2. Proposed Refactoring Implementation¶
These are the rambling thoughts of Paul Wessel on the C refactoring. I start with explaining how the present API came into being and why, what the problems are with the current API, and what the challenges will be in deciding what the refactoring should accomplish. This page will be updated as we debate and reach consensus on various steps.
2.1. What is the problem?¶
The GMT API as of GMT 6.x is an unusual beast as far as APIs go. Let me explain. When GMT 5 was released we had repackaged all the GMT programs (e.g., pscoast.c, surface.c) into API modules. Those source files were still there, but instead of having a main function required for all C executable programs, they instead defined module functions called GMT_pscoast, GMT_surface, etc. These all had exactly the same argument list, e.g.
int GMT_surface (void *API, int mode, void *args)
where all the arguments necessary for surface to run were passed via the args pointer, with the mode flag indicating what type of arguments were passed. This module, as all others, would have the following common work flow:
Create a linked list of GMT options from the two last arguments
Parse GMT common options given to the module
Parse module-specific options given to the module
Read the input data (if required)
Perform the calculation
Write output data or PostScript (if required)
Since there no longer is a separate surface program, for command-line work we rely on the single program gmt which does the following:
Creates a new GMT session and returns an API pointer to an internal structure
Calls the selected module via GMT_Call_Module and pass the arguments
Destroys the GMT session
The only price users had to pay when moving from GMT 4 to 5 was to get used to running modules as argument to the gmt program, e.g.
gmt surface -R0/5/0/6 -I5m my_table.txt -Gmy_grid.grd
and if that was just too hard to get used to we added aliases and functions for shells as well as symbolic links to gmt in the name of all the modules, so if you compiled GMT yourself you could pretend to be in “GMT 4-ever” mode and keep running
surface -R0/5/0/6 -I5m my_table.txt -Gmy_grid.grd
However, some modules are built slightly differently as far as i/o goes.
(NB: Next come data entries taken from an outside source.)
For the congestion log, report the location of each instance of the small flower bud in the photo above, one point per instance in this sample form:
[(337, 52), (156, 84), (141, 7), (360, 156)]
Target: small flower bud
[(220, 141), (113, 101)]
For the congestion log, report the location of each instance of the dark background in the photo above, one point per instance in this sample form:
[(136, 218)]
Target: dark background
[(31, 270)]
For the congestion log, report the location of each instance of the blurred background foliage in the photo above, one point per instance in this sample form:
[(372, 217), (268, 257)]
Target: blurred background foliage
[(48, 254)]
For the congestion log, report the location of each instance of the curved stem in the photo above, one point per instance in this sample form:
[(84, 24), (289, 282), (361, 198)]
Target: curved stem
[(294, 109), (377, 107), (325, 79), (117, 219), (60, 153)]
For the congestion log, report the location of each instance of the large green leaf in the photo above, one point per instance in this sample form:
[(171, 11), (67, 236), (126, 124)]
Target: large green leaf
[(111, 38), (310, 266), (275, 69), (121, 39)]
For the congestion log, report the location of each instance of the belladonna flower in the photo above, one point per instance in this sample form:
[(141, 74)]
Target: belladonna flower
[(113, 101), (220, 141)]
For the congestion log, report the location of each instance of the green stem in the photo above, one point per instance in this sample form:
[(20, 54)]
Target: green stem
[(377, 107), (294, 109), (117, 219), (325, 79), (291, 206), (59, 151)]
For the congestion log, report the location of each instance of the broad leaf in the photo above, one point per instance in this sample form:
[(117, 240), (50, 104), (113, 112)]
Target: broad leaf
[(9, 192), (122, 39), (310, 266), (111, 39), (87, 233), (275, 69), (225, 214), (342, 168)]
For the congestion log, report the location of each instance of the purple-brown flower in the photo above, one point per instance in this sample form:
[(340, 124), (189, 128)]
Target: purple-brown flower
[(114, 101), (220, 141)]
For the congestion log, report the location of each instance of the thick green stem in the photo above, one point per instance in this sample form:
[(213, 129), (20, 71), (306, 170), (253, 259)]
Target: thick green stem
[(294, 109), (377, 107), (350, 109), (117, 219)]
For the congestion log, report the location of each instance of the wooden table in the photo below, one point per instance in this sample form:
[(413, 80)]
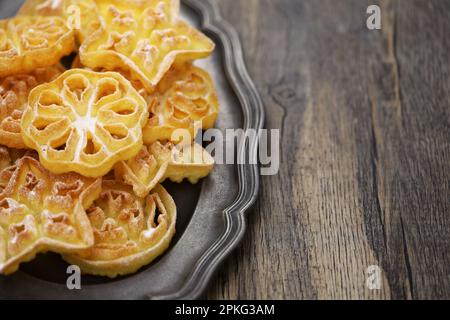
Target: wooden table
[(365, 151)]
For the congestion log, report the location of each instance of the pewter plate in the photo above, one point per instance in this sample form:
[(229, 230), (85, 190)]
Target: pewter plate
[(211, 215)]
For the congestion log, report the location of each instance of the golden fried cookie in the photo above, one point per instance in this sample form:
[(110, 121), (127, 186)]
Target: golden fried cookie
[(5, 159), (129, 231), (27, 43), (184, 96), (144, 37), (41, 8), (40, 211), (86, 11), (158, 162), (84, 121), (14, 92)]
They instead follow this model:
Create a linked list of GMT options from the two last arguments
Parse any GMT common options given to the module
Parse the module-specific options given to the module
Loop over input records until EOF
4.1. Update the main calculation, optionally output new record
Finalize calculation, if relevant
Write concluding data or PostScript (if required)
Let us call this method B while the first one we introduced is method A. We will soon return to the question of why we have two methods in the first place.
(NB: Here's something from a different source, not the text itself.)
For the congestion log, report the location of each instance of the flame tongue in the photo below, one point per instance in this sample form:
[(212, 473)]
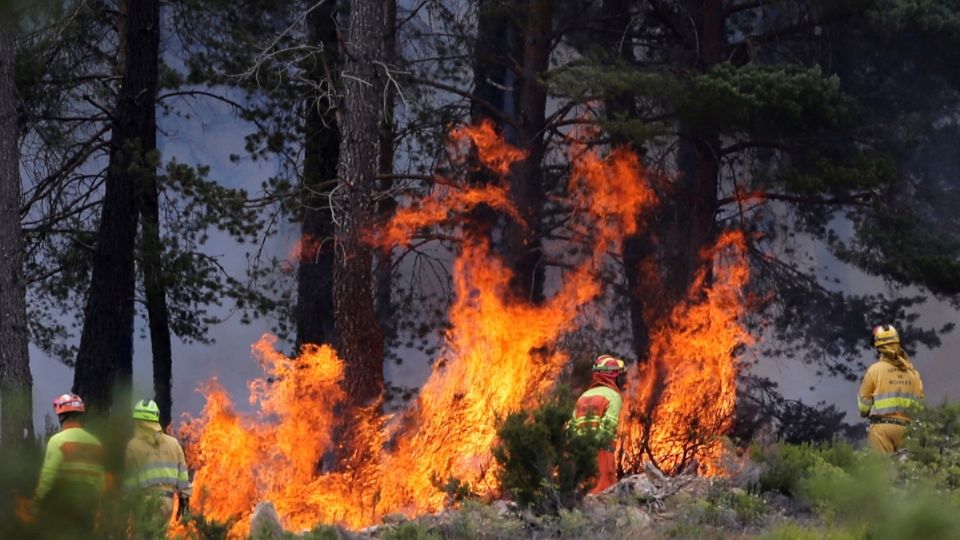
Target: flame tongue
[(500, 355)]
Thus, all the work we did to create the API basically resulted in no change as far as users go. So that begs two questions:
Why did we develop an API if it made no difference to users?
Why did we implement the above design?
The answer to the first question is this: We wanted to make it possible for a wide range of users and developers to take advantage of GMT’s capabilities from different environments, such as
Custom C, C++, and even FORTRAN programs
The GMT modules themselves calling other modules
Passing data to and from GMT modules in MATLAB
Passing data to and from GMT modules in Python
Passing data to and from GMT modules in ???
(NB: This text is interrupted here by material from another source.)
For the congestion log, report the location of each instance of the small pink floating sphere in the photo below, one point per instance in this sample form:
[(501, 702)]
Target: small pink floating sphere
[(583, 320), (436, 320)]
There had been people who had used GMT from MATLAB and Python before, but apart from a basic read/write module for grids in MATLAB, any real work would require writing data to a temp file, using a system call to run a GMT program, and then reading the result back into MATLAB or Python. The API was designed to avoid the system calls and instead call GMT API functions directly with in-memory data, eliminating the need for temporary files.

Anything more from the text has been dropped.